How Constrained Are You? Not Nearly Enough| In-Between the Pages

Constraints are good. Do you think explorers let a little waterfall get in their way? (Image: Shawn Ward)

There has to be some limits to what we can and cannot accomplish. It is just the way it is. But, you can use it to your advantage. In fact, some of your best work you will ever do, will be when you have limits. 

Most things have set limits and the first thing you can do is embrace it. The sun must rise in the east and set in the west. If it didn’t, the world would be plunged into darkness. The moon will eventually reach a full moon state, if it didn’t the tides would be all messed up and so would our balance as we know it in this world.

Strict limits can actually be just the fuel or kick you need in your creative process. If you’ve ever been up against the wall on a deadline or really tightly constrained with resources to use, you’ve probably not realized your own resourcefulness during those times. I am sure if you reflect back you were much more resourceful than you thought you could be.

Architect Frank Loyd Wright, a favorite of mine and incredible example of working with limits, said this:

Limits are an artist’s best friend.

HUH? Seems like a contradiction. 

Wright believed that limits force us to think beyond our conventional solutions and find answers we might not have otherwise discovered. You can take a look at some of his best works like Fallingwater in Mill Run, Pennsylvania (nature’s limitations) or the Imperial Hotel in Tokyo, Japan (cultural limitations and space limitations) to see how he took his limitations to create greatness.

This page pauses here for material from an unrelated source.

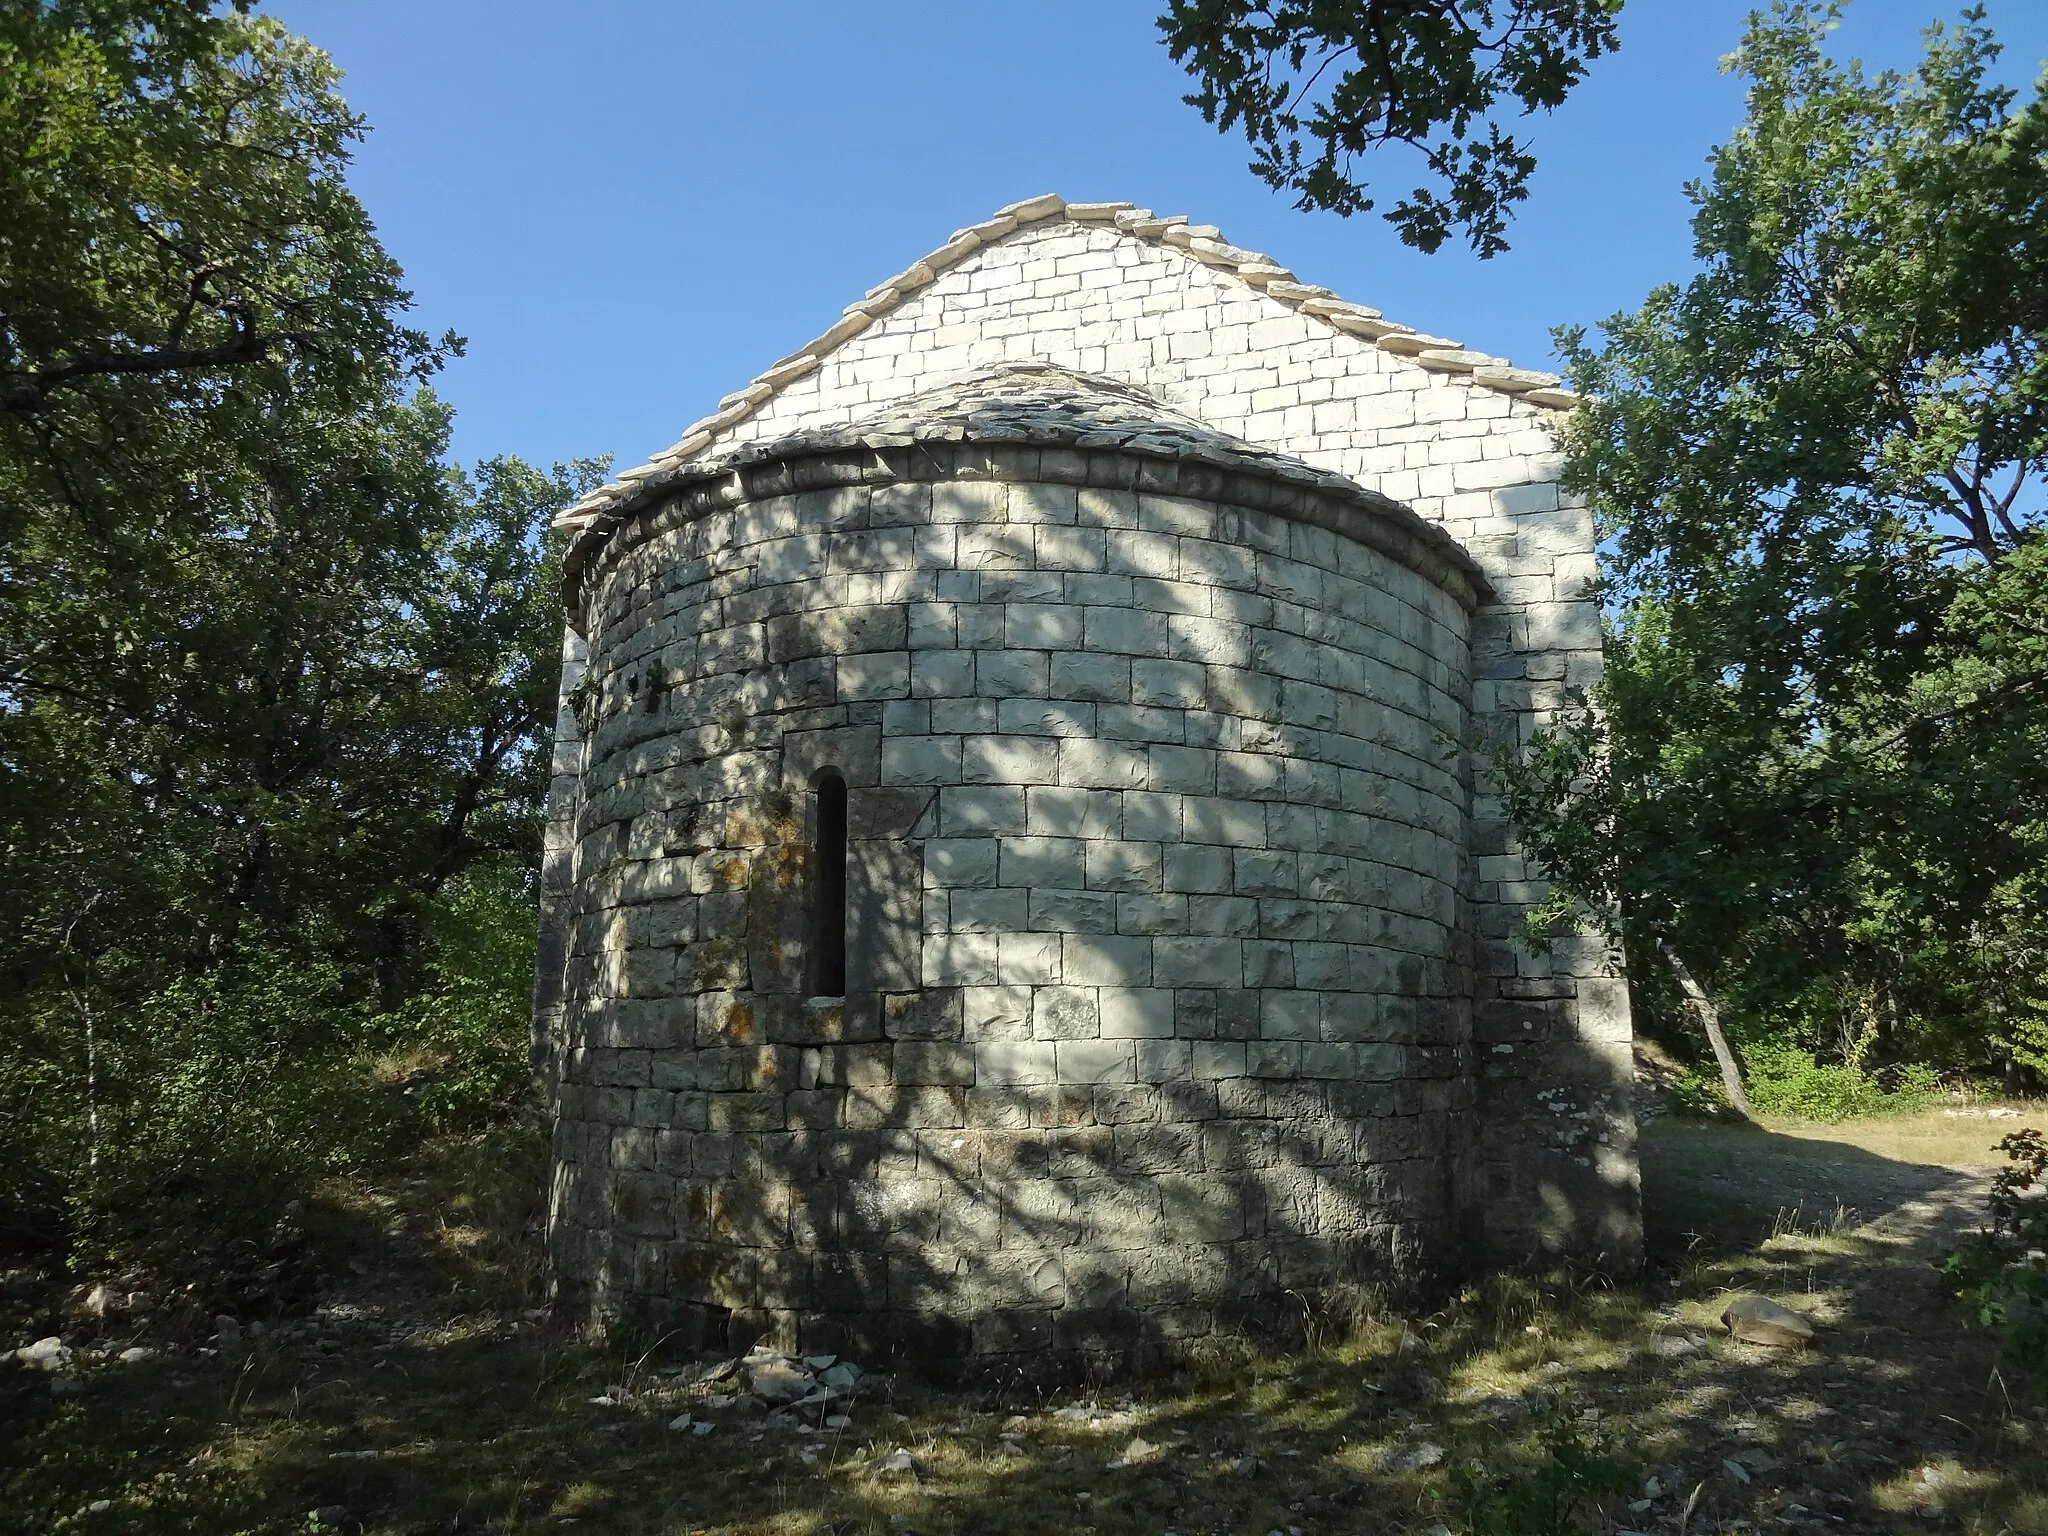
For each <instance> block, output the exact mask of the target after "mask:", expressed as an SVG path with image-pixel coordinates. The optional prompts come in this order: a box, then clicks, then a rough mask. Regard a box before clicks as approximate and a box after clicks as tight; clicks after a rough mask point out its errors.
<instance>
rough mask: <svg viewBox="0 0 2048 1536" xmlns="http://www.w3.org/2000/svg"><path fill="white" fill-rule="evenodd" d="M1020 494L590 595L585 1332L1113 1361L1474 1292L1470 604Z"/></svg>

Let’s take the Chicago, IL. skyline as another general example. That skyline was not developed and engineered by people with cheap, unlimited land. Rather, it was created by innovators who wrestled with the problem of creating incredible office/residential spaces on small pieces of expensive real estate.

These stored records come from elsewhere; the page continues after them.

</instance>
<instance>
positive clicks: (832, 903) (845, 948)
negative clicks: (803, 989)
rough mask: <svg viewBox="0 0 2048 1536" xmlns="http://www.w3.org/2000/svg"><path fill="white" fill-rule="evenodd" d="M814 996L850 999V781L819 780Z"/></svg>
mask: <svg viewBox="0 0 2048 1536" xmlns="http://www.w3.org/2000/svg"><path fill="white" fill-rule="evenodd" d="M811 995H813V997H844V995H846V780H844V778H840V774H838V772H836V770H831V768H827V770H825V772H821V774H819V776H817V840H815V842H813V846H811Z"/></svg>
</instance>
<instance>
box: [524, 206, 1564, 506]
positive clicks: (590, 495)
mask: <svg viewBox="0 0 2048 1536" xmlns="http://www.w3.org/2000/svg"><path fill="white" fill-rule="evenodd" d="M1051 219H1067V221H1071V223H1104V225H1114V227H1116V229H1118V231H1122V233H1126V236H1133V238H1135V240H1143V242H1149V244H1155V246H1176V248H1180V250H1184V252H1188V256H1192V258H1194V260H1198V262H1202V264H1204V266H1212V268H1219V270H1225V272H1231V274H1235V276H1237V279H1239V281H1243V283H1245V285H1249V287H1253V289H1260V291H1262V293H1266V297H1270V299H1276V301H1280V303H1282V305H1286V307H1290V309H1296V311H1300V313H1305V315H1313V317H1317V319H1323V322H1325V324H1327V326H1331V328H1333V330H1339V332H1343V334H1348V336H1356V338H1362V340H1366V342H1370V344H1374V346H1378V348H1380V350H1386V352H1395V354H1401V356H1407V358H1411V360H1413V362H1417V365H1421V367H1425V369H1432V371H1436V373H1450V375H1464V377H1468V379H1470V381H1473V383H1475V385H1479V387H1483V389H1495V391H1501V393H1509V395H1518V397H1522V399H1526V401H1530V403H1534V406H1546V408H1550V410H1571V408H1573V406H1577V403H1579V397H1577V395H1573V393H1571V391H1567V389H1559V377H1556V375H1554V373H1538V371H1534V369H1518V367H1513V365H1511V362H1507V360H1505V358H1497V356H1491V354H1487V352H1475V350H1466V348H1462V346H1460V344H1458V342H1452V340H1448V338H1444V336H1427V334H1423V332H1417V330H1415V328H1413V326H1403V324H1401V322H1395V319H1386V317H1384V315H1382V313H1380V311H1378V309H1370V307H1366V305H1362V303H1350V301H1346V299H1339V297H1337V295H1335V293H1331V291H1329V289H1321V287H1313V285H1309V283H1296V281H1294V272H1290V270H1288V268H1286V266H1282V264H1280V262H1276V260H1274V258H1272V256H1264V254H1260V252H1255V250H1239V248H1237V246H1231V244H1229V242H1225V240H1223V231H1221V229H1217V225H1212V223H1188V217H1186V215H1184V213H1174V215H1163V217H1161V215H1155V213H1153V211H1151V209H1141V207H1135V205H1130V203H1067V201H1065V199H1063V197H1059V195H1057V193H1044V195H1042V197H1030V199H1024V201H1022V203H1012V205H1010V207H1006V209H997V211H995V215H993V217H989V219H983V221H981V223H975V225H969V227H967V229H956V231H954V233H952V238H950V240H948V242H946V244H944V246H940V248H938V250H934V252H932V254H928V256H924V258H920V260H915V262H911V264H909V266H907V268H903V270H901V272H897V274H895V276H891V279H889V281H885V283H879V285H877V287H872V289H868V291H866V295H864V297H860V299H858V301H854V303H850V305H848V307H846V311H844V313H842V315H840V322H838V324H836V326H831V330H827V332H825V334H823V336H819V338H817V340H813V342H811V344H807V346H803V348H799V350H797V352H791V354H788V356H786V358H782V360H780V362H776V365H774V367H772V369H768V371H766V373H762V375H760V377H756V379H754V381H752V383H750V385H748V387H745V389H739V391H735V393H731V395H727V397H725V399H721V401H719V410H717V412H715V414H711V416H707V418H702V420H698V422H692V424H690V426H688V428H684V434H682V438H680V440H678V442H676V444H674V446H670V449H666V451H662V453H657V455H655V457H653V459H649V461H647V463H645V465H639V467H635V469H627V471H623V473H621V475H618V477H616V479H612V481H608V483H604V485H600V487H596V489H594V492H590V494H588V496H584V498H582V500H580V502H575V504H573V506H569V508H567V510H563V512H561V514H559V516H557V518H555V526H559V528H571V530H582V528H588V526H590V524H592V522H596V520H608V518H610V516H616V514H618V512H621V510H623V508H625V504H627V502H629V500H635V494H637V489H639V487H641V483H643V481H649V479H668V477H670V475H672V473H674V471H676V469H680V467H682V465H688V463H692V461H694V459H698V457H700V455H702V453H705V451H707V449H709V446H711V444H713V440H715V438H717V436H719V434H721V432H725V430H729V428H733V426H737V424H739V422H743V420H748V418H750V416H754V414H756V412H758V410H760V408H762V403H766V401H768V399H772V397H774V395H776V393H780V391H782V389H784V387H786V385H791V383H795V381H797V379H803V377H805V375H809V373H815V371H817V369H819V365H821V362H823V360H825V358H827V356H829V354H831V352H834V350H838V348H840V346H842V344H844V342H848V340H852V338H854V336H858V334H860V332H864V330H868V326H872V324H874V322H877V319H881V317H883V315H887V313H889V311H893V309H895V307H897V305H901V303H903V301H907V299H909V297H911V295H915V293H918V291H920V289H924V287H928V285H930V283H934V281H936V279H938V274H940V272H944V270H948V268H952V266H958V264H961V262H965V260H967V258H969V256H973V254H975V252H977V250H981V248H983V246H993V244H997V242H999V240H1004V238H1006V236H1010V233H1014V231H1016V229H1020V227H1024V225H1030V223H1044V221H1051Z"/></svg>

Similarly, artists and writers maybe more inspired by the challenge of painting/writing by having to work within the confines of standard patterns or writing rhythms. 

Things to consider in your rut with limitations you’ve found yourself trapped by that might help:

  • How can you turn the constraints of your situations to your advantages? Dig deep on this one. It’s there, just within reach. Don’t give up so quickly.
  • What constraints can you add to your problem? Seems like a really weird thing to do, making it harder. But, it can have just the opposite effect in making something incredible and making you innovate more. Adding more constraints can also weatherproof your ideas and make them last the test of time.

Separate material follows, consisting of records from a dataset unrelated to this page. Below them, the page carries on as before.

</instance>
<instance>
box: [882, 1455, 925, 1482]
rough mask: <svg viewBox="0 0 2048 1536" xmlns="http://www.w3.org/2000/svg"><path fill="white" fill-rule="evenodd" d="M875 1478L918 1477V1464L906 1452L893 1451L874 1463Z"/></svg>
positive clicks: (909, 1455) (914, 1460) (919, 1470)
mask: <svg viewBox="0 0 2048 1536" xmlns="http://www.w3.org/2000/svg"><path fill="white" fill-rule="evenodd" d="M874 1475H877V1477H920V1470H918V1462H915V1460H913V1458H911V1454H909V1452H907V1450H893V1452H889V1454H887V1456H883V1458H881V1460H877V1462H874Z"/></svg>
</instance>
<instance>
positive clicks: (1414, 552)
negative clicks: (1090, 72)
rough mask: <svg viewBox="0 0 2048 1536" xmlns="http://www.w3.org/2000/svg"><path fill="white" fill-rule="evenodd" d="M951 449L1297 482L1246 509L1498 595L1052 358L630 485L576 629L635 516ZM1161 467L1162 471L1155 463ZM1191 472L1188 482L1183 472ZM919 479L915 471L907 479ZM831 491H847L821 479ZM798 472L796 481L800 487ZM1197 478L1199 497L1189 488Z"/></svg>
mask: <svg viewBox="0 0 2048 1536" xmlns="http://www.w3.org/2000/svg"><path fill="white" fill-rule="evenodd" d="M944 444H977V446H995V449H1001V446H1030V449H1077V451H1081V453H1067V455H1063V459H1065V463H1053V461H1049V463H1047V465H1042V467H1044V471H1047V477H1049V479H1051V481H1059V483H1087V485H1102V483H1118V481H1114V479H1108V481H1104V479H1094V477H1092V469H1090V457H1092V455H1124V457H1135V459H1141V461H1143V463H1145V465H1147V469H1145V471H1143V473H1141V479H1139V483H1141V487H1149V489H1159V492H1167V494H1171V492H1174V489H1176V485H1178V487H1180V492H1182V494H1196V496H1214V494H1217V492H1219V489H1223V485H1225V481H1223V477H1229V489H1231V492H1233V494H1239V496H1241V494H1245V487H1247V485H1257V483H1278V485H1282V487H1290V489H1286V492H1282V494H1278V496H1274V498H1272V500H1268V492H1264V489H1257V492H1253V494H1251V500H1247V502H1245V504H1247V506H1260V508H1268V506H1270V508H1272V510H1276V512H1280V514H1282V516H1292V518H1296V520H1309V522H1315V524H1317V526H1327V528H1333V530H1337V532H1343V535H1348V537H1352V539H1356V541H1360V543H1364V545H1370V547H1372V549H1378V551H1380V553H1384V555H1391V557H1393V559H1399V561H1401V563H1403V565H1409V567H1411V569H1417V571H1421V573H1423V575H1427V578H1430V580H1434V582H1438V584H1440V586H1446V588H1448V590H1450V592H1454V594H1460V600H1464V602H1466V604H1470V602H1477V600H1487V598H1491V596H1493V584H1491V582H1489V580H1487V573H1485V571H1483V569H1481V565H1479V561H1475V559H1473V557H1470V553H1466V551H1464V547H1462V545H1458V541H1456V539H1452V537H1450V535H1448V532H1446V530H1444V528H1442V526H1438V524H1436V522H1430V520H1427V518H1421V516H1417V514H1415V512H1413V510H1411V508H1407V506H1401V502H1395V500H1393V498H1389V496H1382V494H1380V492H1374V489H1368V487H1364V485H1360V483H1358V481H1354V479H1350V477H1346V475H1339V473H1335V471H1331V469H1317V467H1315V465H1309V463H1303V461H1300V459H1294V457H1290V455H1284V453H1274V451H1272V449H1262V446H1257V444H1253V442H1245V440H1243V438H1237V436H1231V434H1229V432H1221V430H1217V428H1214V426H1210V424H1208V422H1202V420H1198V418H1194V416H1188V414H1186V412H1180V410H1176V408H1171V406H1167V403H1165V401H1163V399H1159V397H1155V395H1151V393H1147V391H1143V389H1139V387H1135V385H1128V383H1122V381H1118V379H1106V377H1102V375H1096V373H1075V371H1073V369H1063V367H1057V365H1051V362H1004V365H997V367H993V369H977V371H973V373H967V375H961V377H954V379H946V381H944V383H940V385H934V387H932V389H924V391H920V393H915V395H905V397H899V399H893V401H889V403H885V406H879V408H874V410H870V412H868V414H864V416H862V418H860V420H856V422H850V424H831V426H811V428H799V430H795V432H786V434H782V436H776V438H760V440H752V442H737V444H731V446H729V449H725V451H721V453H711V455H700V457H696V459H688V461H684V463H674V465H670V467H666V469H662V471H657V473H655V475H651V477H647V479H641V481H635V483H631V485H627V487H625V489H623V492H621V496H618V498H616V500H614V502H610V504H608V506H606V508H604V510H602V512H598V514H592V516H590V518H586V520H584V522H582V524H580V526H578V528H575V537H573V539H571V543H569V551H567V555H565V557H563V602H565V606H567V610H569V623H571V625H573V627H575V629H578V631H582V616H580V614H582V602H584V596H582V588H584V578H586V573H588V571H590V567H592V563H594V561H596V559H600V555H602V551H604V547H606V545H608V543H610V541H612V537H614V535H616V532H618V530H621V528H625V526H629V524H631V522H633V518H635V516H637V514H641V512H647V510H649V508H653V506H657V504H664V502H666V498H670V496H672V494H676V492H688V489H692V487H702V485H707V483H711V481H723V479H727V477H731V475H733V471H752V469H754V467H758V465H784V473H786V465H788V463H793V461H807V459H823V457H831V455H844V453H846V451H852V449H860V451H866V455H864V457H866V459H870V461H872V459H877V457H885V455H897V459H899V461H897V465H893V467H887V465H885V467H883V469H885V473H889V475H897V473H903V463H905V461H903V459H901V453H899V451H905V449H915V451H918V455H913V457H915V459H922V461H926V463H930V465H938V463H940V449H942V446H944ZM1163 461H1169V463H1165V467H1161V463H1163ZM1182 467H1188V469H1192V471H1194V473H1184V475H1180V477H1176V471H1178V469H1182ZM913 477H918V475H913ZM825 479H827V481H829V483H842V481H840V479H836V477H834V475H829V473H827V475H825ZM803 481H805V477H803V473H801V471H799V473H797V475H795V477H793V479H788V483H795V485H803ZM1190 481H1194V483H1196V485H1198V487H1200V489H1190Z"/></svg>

If what you are involved in seems a little to easy going, maybe some limitations placed on them could be a great thing. I feel incredibly successful when going into something really restraining and limited. When I can find my way through it I am generally blown away by the result. It can change you when you regularly practice this. 

It’s Wednesday. Half way through your week. Go make an impact. Thanks for finding the time to read the post. Hope it helps.